Iran’s confirmation that the computers of a number of their officials have been attacked by a new virus will give further ammunition to those who argue that the nuclear threat from the Islamist regime can be neutered by intelligence coups and technology. Like the Stuxnet virus which supposedly flummoxed Iran’s scientists last year, the new Flame worm may cause some havoc in Tehran and the nuclear facilities scattered around the country. And it will give Western and Israeli intelligence agencies and government officials a chance to crow about their capabilities, much as Israel’s Deputy Prime Minister Moshe Ya’alon did today.

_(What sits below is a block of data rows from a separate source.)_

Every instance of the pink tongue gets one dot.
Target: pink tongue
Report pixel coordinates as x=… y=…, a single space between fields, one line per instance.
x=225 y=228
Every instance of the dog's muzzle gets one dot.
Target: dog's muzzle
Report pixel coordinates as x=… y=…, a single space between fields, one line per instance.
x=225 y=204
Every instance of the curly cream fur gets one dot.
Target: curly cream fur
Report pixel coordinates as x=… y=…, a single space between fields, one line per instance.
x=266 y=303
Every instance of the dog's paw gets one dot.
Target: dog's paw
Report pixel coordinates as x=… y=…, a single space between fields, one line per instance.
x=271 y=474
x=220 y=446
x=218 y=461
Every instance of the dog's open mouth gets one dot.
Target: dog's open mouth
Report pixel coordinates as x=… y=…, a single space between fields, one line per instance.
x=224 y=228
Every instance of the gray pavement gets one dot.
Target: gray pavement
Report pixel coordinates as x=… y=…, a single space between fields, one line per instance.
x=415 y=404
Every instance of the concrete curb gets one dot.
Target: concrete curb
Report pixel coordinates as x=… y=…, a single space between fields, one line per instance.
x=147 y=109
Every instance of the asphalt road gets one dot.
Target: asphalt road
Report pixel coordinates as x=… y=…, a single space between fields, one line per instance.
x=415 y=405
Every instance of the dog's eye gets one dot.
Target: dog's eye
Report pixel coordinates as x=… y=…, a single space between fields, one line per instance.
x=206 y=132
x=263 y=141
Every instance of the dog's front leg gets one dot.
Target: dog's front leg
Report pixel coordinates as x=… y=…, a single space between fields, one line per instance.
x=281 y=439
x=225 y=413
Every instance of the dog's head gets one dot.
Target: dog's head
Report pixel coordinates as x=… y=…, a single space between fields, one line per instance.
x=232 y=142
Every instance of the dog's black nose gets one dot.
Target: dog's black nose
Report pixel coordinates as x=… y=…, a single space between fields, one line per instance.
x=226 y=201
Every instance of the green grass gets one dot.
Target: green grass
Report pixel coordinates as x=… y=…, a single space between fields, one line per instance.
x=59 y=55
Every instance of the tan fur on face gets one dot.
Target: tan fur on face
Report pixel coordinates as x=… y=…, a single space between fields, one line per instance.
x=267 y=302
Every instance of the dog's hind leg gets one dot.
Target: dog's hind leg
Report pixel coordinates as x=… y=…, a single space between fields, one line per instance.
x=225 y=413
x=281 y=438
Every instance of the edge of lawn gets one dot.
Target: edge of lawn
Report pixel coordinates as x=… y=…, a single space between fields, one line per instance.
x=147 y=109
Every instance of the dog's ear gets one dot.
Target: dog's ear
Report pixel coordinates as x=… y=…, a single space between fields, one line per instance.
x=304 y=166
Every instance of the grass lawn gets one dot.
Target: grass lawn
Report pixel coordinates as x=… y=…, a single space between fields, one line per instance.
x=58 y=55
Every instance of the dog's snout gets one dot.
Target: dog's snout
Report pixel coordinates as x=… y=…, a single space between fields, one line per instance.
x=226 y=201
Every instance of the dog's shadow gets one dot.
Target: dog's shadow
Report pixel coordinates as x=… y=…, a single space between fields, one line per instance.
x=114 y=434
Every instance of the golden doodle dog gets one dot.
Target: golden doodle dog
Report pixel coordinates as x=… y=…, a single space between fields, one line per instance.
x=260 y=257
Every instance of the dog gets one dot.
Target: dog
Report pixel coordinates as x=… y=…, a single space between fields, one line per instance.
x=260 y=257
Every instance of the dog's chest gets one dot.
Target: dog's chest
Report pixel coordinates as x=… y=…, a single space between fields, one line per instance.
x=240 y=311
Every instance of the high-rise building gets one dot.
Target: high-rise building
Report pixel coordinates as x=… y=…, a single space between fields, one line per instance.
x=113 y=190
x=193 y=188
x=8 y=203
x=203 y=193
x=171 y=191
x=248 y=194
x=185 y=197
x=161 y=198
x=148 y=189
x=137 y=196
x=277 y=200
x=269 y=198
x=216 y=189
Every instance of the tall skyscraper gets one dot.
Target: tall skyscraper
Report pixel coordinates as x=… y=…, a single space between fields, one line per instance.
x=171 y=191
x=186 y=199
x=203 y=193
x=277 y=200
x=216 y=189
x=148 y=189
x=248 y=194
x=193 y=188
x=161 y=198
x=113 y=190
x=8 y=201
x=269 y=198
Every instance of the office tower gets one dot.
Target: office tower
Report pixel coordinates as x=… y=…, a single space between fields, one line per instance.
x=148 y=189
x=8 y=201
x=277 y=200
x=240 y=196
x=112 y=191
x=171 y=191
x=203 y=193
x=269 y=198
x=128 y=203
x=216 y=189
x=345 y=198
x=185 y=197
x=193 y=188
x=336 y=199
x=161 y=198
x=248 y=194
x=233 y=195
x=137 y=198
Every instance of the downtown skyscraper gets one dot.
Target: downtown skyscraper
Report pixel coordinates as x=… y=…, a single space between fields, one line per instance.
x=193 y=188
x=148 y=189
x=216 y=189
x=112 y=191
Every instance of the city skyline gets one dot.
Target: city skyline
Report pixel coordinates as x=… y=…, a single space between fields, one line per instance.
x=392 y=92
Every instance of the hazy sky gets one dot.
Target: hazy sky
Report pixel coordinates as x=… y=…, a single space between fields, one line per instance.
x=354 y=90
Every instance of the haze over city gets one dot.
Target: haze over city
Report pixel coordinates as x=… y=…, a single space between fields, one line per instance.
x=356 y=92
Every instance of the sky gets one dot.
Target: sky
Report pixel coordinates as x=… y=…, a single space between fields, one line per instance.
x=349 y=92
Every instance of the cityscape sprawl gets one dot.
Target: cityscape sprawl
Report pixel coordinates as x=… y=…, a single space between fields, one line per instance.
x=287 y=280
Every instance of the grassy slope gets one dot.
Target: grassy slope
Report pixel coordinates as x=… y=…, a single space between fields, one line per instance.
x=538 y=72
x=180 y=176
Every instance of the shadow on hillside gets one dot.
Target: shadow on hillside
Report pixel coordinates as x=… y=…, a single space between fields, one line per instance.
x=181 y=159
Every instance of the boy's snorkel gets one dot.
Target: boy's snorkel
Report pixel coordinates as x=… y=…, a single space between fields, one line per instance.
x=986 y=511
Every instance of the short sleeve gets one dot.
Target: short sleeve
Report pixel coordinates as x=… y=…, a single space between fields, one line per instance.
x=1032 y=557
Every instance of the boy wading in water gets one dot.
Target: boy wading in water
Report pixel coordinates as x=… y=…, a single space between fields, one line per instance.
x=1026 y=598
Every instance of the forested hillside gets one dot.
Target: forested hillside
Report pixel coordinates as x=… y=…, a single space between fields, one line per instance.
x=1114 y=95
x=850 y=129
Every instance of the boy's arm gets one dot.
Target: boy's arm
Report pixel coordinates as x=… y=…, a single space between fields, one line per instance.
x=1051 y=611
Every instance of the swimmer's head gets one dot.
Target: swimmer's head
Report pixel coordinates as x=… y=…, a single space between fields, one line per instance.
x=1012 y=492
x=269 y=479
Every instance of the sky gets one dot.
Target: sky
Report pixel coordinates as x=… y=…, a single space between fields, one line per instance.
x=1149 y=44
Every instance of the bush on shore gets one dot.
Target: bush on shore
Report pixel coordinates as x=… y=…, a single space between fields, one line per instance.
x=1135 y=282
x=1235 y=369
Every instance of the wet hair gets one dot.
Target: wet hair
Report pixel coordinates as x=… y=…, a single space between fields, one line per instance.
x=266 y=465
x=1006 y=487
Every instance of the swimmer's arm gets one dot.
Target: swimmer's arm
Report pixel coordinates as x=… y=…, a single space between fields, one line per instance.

But even if this is Israel’s handiwork and the damage it does is greater than then the mere temporary inconvenience wrought by Stuxnet, no one should be fooled into thinking a virus will ultimately stop Iran’s nuclear program if the regime is determined to persist in its goal. Any technological attack will spawn a defense and a counter-attack. Though Flame may give Israel and/or the West a temporary advantage in the cyber war being conducted with Iran, it cannot by itself or even in combination with other covert activities such as assassinations, solve the problem. That is only possible by diplomacy or force.

Israel’s public skepticism about the P5+1 talks being conducted by the West with Iran about its nuclear ambitions is well-founded. Even though the United States and its European, Russian and Chinese allies deserve credit for not folding completely during the second round of talks last week in Baghdad, the Iranians continue to refine uranium and to get closer to a stockpile that could create a bomb. Iran has every expectation that if it hangs tough, either President Obama or the European Union will crack sometime this summer and abandon plans for an oil embargo in exchange for an inadequate deal that would preserve Tehran’s nuclear program.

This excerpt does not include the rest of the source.